President Barak Obama signed the executive order late last month, saying that it was designed to combat aggressive and deceptive recruiting of service members and veterans.
While he acknowledged that “the majority of schools do the right thing,” the president said there were some “bad actors” who steer students toward high-interest loans and mislead them about whether credits taken at their schools will transfer to others.
“The sad truth is that there are people out there that are less interested in helping our men and women in uniform get ahead and more interested in making a buck,” Obama said. “One of the worst examples was a college recruiter who visited a Marine barracks and enrolled Marines with brain injuries so severe that some of them couldn’t recall what courses the recruiter had signed them up for.”
Jim Sweizer, vice president of Military Outreach at APUS, said the university welcomed the provisions of the executive order.
“We … applaud any effort on the part of any federal agency – or in this case the president – to go after the bad actors in our industry, especially those that seek out the military or veterans,” Sweizer said.
He said the order would allow for the development of clear recruiting rules across all military branches as well as “stringent sanctions on those schools that do not follow the rules.”
“We strongly support that. It is long overdue,” Sweizer said.
More than two-thirds of APUS’s 110,000 student body is composed of active duty service members, veterans or reservists.
“We still hold to the values of our origins. We were basically created to serve the military and public service professionals. The majority of our students are still in that category,” Sweizer said.
Many of the accusations of aggressive and deceptive recruiting have been trained on the for-profit college sector, which oper-universities using the model of a publicly traded corporation rather than a more traditional school funded by the state or large endowments. APUS operates two for-profit universities: American Military University and American Public University.
The reception in some other segments of the for-profit college sector has been more lukewarm than that at APUS. A press release from the Association of Private Sector Colleges and Universities, an industry group, called the executive order a “deeply unfortunate development” and criticized Obama for deciding “to bypass the Congress to address these issues with an executive order.”
Sweizer said APUS did have some concerns about the rhetoric that surrounded the signing of the order at Fort Stewart, in Georgia.
“There were comments made by President Obama when he visited Fort Stewart on for-profits. Although he did say that this really applies to all schools, there was definitely an anti-for-profit slant. Unfortunately, when you have anyone painting with a broad brush – using terms like ‘predatory for-profits’ – we are a for-profit so we get caught up in that,” Sweizer said. “We try to stay above that fight. We don’t get defensive. We try to let our reputation speak for itself.”
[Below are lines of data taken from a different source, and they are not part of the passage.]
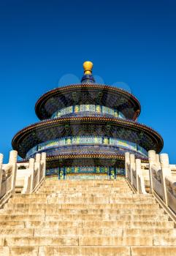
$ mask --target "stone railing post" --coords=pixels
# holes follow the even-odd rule
[[[33,184],[34,184],[34,159],[30,158],[28,168],[31,171],[31,185],[30,185],[30,193],[32,192],[33,190]]]
[[[172,173],[169,167],[169,156],[167,154],[161,154],[160,155],[160,161],[161,166],[161,182],[163,187],[163,200],[167,206],[167,186],[166,186],[166,176],[171,176]]]
[[[150,193],[153,192],[153,178],[152,178],[152,165],[156,165],[156,151],[154,150],[150,150],[148,151],[148,161],[149,161],[149,179],[150,179]]]
[[[132,169],[135,170],[135,155],[134,154],[130,154],[130,173],[131,173],[131,183],[133,185],[133,172]]]
[[[2,164],[3,164],[4,156],[0,154],[0,195],[1,191],[1,183],[2,183]]]
[[[41,154],[37,154],[36,162],[35,162],[35,169],[37,170],[37,184],[38,184],[40,180],[40,168],[41,168],[40,161],[41,161]]]
[[[45,177],[45,174],[46,174],[46,159],[47,159],[47,154],[45,152],[42,153],[42,160],[41,160],[41,163],[42,165],[42,168],[43,168],[43,171],[42,171],[42,178]]]
[[[128,167],[127,167],[127,163],[129,165],[130,163],[130,159],[129,159],[129,152],[125,153],[125,170],[126,170],[126,178],[128,177]]]
[[[9,152],[9,163],[12,165],[12,181],[11,181],[12,193],[13,193],[15,192],[15,181],[16,181],[17,157],[18,157],[18,152],[16,151],[12,150]]]
[[[139,192],[139,177],[141,176],[141,159],[136,159],[136,176],[137,176],[137,194]]]

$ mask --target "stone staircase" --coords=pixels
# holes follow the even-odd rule
[[[0,255],[176,255],[176,230],[125,179],[45,180],[0,210]]]

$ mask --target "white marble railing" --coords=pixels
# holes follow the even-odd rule
[[[9,162],[3,164],[4,156],[0,154],[0,207],[15,192],[18,152],[11,151]]]
[[[125,154],[126,178],[137,193],[146,194],[141,167],[141,159],[135,159],[134,154],[126,152]]]
[[[46,153],[37,154],[35,159],[31,158],[28,162],[17,165],[16,187],[23,187],[22,194],[32,193],[45,177]]]
[[[176,214],[176,177],[172,175],[167,154],[148,152],[150,192],[156,194]]]

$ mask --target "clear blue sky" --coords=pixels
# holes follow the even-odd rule
[[[174,0],[1,0],[0,152],[6,160],[14,135],[37,121],[37,99],[66,74],[81,78],[83,62],[91,60],[104,83],[128,85],[142,105],[139,121],[163,136],[163,151],[176,164],[175,28]]]

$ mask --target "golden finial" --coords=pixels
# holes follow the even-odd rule
[[[85,75],[91,75],[93,63],[91,61],[85,61],[83,63],[83,68]]]

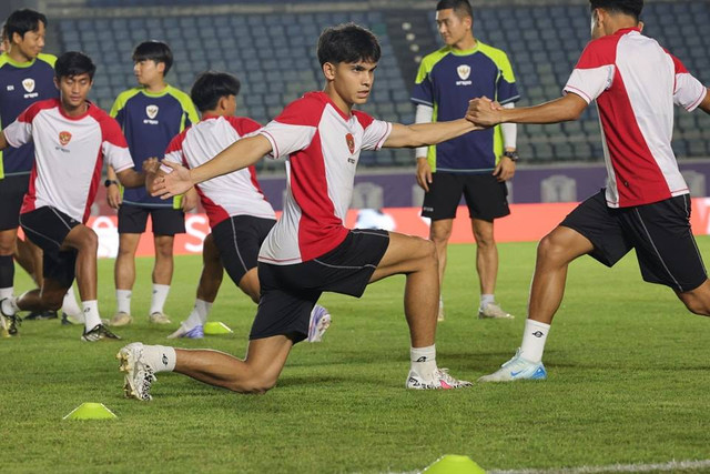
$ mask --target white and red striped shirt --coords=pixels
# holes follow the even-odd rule
[[[246,118],[205,117],[172,139],[164,160],[196,168],[244,135],[260,129],[257,122]],[[256,181],[254,167],[212,178],[197,184],[195,189],[207,212],[211,228],[233,215],[276,219],[274,209],[264,198]]]
[[[258,254],[290,265],[339,245],[361,150],[379,150],[392,124],[364,112],[343,113],[324,92],[308,92],[261,130],[274,158],[287,157],[284,212]]]
[[[97,105],[69,117],[59,99],[30,105],[4,129],[11,147],[34,142],[34,165],[21,213],[51,205],[87,222],[101,181],[103,159],[116,172],[133,168],[121,128]]]
[[[689,193],[670,144],[673,103],[690,112],[707,89],[656,40],[629,28],[589,42],[564,91],[597,101],[610,208]]]

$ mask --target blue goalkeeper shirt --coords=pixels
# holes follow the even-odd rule
[[[37,101],[59,97],[54,85],[52,54],[39,54],[26,63],[0,54],[0,129],[14,122],[20,113]],[[0,180],[4,177],[30,174],[34,164],[34,144],[0,151]]]
[[[110,115],[123,130],[136,171],[142,170],[143,161],[149,158],[162,160],[173,137],[200,121],[190,97],[172,85],[158,93],[142,87],[123,91]],[[153,198],[143,186],[124,189],[123,202],[149,208],[173,206],[173,201]]]
[[[468,101],[484,95],[501,104],[520,99],[506,53],[477,41],[467,51],[445,47],[426,56],[412,101],[434,108],[432,120],[444,122],[464,118]],[[487,173],[503,151],[503,133],[495,127],[429,147],[427,158],[434,172]]]

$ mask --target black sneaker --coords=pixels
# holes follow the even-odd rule
[[[50,311],[50,310],[32,311],[30,314],[24,316],[24,319],[28,321],[55,320],[57,317],[59,317],[57,315],[57,311]]]
[[[113,334],[103,324],[97,324],[89,332],[87,332],[87,330],[84,329],[84,333],[81,336],[81,340],[82,341],[87,341],[87,342],[97,342],[97,341],[101,341],[102,339],[121,339],[121,337],[119,337],[118,335]]]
“I think there are many of those on the Hill that recognize AMU as one of the good players.”
Sweizer said he did not think the actual regulatory and enforcement provisions of the order would be overly problematic for APUS.
“We weren’t greatly concerned with many of those provisions which, at the end of the day, I think are fairly good for our service members and the education industry as a whole. Frankly, we weren’t that shocked by it,” Sweizer said. “A lot of this we do already for the military.”
The order requires federal agencies to develop policies that ensure allowing prospective military students to compare costs and education outcomes, end aggressive or fraudulent marketing techniques, enroll students in only accredited courses and provide refunds if students withdraw from classes, among other requirements.
Sweizer said he did not think provisions that required the reporting of expected college costs and student outcomes would be overly burdensome either.
“Any time that we have to report any type of data to federal agencies it creates something of an administrative burden for us, but (this is) not something that is so overwhelming that we can’t meet that requirement,” Sweizer said. “We are a fairly transparent university to begin with.”